Photoacoustic and thermoacoustic imaging for biomedical applications

Abstract

Based on the measurement of ultrasonic waves induced by electromagnetic pulses, photoacoustic imaging and thermoacoustic imaging can reveal optical or dielectric properties of tissues that are closely related to the physiological and pathological status of tissues and they have became the promising clinical imaging modalities. In this paper, a high frame rate tomography instrument with 64-channel parallel data-acquisition system was designed and developed for photoacoustic biomedical imaging. In the system, the pulse-laser-induced ultrasonic signals are converted to voltage signals by a 128-element linear ultrasound transducer array.

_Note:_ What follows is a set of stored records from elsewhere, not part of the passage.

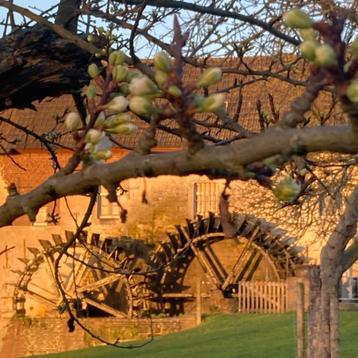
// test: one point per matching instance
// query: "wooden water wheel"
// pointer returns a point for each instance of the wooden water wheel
(259, 251)
(98, 276)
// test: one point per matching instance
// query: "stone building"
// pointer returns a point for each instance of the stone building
(169, 201)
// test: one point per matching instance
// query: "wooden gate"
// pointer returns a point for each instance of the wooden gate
(262, 297)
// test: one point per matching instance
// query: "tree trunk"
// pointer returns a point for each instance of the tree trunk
(323, 332)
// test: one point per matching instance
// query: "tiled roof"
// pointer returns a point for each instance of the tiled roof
(44, 121)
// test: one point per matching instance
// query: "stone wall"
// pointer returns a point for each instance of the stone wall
(26, 337)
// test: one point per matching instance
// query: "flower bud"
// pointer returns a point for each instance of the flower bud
(142, 86)
(101, 154)
(117, 104)
(73, 121)
(118, 119)
(93, 70)
(308, 49)
(117, 58)
(307, 34)
(125, 128)
(103, 144)
(91, 38)
(141, 106)
(352, 92)
(287, 190)
(133, 74)
(212, 103)
(119, 73)
(354, 47)
(297, 19)
(162, 62)
(91, 92)
(325, 56)
(174, 91)
(209, 77)
(100, 119)
(161, 77)
(93, 136)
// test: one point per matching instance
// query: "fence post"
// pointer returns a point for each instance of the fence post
(198, 301)
(300, 321)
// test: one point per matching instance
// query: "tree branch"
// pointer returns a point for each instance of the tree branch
(214, 161)
(172, 4)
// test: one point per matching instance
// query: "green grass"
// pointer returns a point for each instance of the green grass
(229, 336)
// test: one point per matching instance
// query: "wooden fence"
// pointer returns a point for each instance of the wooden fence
(262, 297)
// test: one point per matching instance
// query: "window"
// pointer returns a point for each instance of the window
(106, 210)
(41, 217)
(207, 196)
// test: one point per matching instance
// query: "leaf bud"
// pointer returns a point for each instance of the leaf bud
(209, 77)
(174, 91)
(91, 38)
(93, 70)
(297, 19)
(93, 136)
(212, 103)
(124, 88)
(118, 119)
(307, 34)
(141, 106)
(287, 190)
(142, 86)
(73, 121)
(352, 92)
(101, 154)
(91, 92)
(119, 73)
(117, 104)
(125, 128)
(325, 56)
(308, 49)
(117, 58)
(162, 62)
(161, 77)
(354, 47)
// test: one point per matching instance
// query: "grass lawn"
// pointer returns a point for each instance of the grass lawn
(229, 336)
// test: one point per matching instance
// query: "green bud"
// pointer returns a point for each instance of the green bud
(213, 103)
(354, 47)
(352, 92)
(93, 136)
(287, 190)
(174, 91)
(124, 88)
(141, 86)
(101, 154)
(325, 56)
(125, 128)
(91, 92)
(307, 34)
(161, 77)
(297, 19)
(100, 119)
(133, 74)
(162, 62)
(117, 58)
(118, 119)
(141, 106)
(101, 53)
(209, 77)
(93, 70)
(73, 121)
(91, 38)
(308, 49)
(119, 73)
(117, 104)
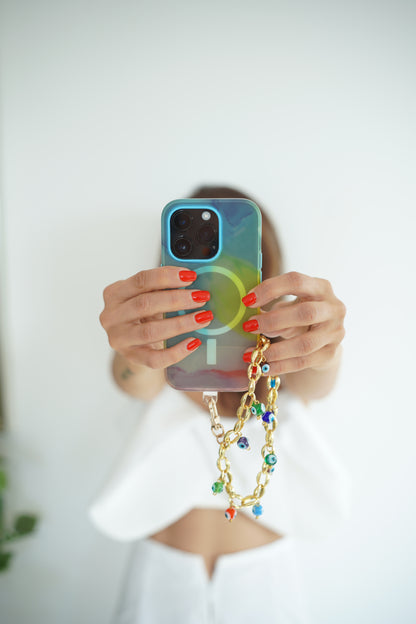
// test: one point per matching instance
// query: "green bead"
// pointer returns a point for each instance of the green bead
(217, 487)
(270, 459)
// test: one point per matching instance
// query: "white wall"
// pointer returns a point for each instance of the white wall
(109, 110)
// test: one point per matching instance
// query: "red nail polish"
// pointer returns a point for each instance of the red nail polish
(187, 276)
(203, 317)
(249, 299)
(194, 344)
(250, 325)
(200, 295)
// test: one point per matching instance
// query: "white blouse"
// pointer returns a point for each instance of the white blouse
(169, 466)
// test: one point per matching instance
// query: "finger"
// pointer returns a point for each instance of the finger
(129, 335)
(152, 303)
(292, 283)
(161, 358)
(146, 281)
(300, 314)
(305, 344)
(292, 365)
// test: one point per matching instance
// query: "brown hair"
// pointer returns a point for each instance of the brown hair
(272, 254)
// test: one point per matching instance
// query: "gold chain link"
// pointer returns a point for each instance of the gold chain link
(226, 439)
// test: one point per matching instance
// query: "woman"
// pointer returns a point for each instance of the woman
(305, 352)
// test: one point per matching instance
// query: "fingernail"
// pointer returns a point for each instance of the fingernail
(249, 299)
(194, 344)
(203, 317)
(200, 295)
(250, 325)
(187, 276)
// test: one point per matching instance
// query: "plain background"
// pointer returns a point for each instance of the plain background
(108, 111)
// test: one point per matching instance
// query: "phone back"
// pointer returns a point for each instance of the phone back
(233, 268)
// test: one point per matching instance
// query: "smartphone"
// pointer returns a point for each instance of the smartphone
(219, 239)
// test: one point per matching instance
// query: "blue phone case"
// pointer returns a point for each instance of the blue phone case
(236, 268)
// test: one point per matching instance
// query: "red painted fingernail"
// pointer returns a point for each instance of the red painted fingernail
(200, 295)
(203, 317)
(249, 299)
(187, 276)
(194, 344)
(250, 325)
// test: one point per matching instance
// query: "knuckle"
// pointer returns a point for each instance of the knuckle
(143, 304)
(103, 318)
(112, 341)
(331, 350)
(307, 313)
(301, 362)
(327, 285)
(146, 333)
(152, 359)
(306, 345)
(108, 292)
(140, 280)
(343, 309)
(295, 279)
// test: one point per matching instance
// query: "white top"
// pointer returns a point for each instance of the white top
(169, 466)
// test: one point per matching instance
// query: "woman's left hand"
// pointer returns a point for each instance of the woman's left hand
(311, 326)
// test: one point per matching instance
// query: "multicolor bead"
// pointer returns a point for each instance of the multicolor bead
(243, 443)
(268, 417)
(217, 487)
(230, 513)
(270, 459)
(257, 409)
(257, 510)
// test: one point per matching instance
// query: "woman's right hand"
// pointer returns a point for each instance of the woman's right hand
(133, 315)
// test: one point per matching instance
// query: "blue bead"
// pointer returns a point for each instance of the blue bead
(258, 510)
(270, 459)
(243, 443)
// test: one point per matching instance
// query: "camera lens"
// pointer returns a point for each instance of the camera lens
(182, 247)
(182, 220)
(206, 234)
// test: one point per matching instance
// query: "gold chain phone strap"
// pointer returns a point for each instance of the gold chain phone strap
(249, 406)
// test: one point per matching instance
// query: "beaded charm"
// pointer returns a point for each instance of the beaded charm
(268, 417)
(230, 513)
(217, 487)
(243, 443)
(270, 459)
(257, 409)
(249, 406)
(257, 510)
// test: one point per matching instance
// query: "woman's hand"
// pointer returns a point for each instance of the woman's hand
(311, 327)
(133, 316)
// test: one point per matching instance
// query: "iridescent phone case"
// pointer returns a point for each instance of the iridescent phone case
(233, 269)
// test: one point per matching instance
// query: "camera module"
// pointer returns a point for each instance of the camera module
(205, 234)
(182, 247)
(182, 220)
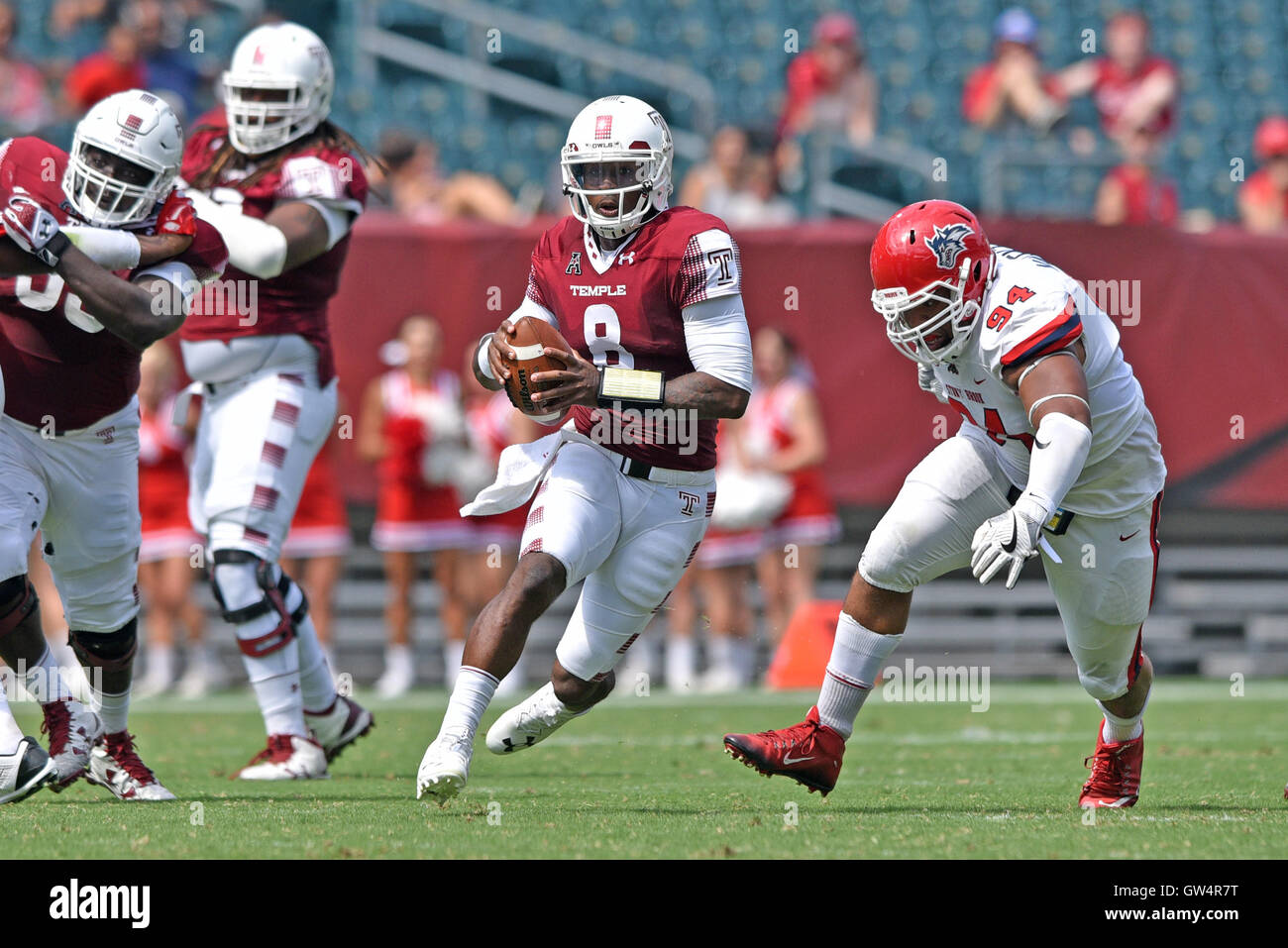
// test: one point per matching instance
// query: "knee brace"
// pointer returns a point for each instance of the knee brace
(17, 600)
(107, 651)
(245, 588)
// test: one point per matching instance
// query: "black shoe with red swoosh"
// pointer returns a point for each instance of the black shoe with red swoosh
(809, 753)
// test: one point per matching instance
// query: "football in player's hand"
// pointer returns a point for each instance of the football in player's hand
(531, 337)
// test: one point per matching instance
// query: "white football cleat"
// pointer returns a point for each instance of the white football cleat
(340, 727)
(25, 771)
(529, 721)
(72, 730)
(446, 767)
(116, 766)
(287, 758)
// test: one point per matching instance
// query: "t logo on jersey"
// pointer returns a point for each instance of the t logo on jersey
(721, 258)
(948, 244)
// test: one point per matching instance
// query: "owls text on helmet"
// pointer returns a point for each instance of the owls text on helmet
(124, 159)
(277, 86)
(618, 149)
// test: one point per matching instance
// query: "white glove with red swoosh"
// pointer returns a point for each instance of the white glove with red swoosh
(1004, 541)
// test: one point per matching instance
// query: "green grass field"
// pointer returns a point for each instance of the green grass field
(647, 777)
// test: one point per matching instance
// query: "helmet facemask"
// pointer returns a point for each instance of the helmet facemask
(957, 316)
(635, 179)
(267, 112)
(111, 189)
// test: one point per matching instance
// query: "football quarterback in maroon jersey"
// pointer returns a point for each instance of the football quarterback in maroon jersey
(102, 260)
(649, 300)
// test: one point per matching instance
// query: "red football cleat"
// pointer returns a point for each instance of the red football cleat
(809, 753)
(1115, 773)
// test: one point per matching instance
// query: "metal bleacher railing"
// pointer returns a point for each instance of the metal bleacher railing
(1218, 610)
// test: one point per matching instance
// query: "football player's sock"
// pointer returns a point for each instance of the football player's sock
(317, 685)
(114, 708)
(44, 681)
(274, 678)
(1119, 729)
(275, 681)
(452, 655)
(853, 669)
(9, 730)
(471, 695)
(719, 653)
(198, 657)
(679, 661)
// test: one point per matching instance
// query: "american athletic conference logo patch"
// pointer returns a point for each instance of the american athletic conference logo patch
(948, 244)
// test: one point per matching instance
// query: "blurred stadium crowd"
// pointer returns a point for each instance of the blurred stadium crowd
(1167, 112)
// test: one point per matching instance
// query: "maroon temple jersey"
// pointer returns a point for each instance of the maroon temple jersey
(56, 360)
(294, 303)
(626, 309)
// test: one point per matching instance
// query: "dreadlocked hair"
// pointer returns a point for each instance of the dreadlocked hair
(326, 134)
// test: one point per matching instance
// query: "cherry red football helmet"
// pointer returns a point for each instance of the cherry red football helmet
(1271, 138)
(930, 252)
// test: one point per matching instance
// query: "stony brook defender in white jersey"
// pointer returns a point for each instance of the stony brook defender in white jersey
(1056, 455)
(1031, 308)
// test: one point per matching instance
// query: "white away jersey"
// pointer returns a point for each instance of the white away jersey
(1029, 309)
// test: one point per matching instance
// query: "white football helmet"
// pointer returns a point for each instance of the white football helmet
(277, 86)
(627, 136)
(145, 136)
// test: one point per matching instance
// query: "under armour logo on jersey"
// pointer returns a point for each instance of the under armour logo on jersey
(948, 244)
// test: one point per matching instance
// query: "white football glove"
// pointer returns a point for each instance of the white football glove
(34, 228)
(928, 381)
(1004, 541)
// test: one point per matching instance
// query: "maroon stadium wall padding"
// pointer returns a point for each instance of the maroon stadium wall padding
(1210, 337)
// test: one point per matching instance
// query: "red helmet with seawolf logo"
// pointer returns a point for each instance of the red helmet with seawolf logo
(930, 252)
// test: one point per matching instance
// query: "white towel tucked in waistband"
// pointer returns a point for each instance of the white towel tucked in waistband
(518, 473)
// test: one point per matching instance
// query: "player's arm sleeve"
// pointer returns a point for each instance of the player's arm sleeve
(254, 245)
(322, 185)
(719, 342)
(204, 262)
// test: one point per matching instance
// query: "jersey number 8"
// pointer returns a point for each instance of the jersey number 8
(604, 337)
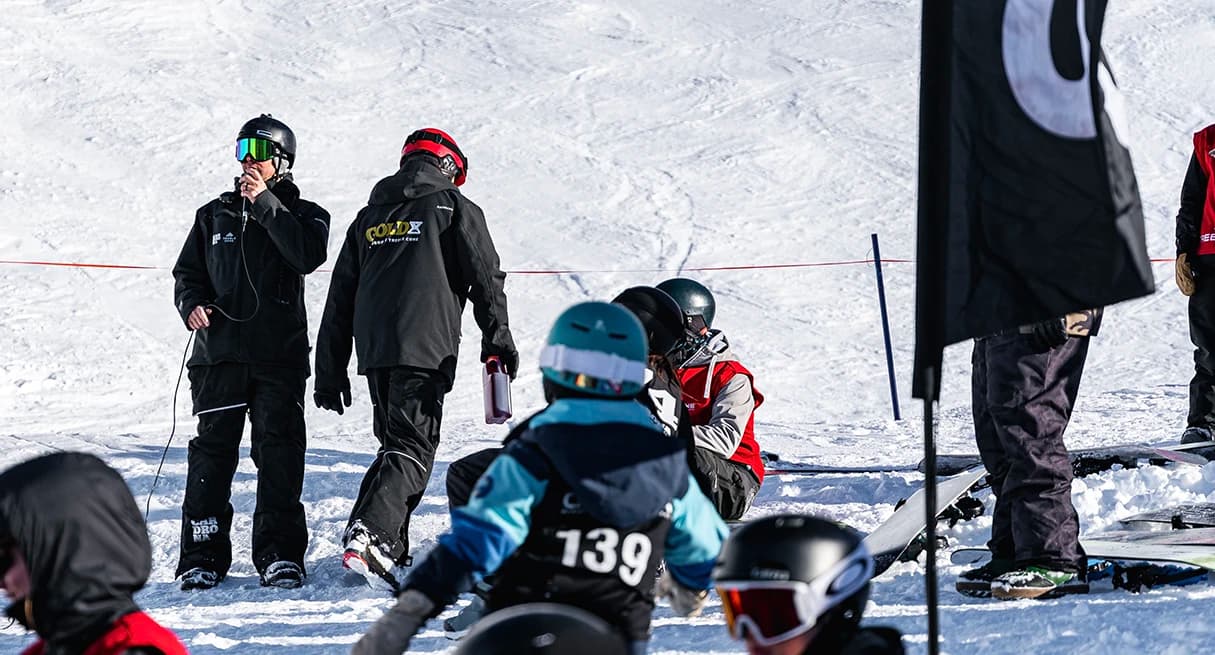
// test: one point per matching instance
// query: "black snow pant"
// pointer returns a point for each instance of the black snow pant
(273, 400)
(729, 485)
(1022, 401)
(407, 407)
(1202, 333)
(463, 474)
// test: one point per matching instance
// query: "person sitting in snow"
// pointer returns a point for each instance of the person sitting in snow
(722, 399)
(794, 585)
(582, 507)
(73, 552)
(662, 321)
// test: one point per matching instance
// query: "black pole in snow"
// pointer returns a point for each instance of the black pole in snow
(886, 327)
(930, 503)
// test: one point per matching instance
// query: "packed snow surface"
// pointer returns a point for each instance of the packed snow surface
(611, 145)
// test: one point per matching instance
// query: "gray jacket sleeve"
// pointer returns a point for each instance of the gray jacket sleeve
(732, 412)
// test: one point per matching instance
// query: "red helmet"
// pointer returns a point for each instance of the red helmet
(442, 146)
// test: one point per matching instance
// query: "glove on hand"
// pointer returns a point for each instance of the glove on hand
(509, 359)
(332, 400)
(685, 602)
(1046, 334)
(391, 633)
(1185, 275)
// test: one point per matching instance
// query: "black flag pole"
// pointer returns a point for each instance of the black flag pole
(930, 500)
(936, 52)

The 128-channel signals are acquired by the 64-channel parallel data-acquisition system twice through the 2:1 multiplexer, and the OPO (optical parametric oscillator) laser provides laser with a pulse repetition rate of 15 Hz. Therefore, the acquisition rate can reach about 7 frames per second and photoacoustic images can be displayed dynamically. Based on the above signal acquisition system, biomedical application of photoacoustic imaging was explored and successfully performed. Fast photoacoustic tomography for flow-field visualization was demonstrated by flowing object. Thermoacoustic tomography was developed to detection of low-density foreign targets in small animals which was indistinguishable with X-ray. All the experimental results show that photoacoustic and thermoacoustic imaging with fast parallel data-acquisition system is a highly-efficient approach for functional imaging of biomedical tissues.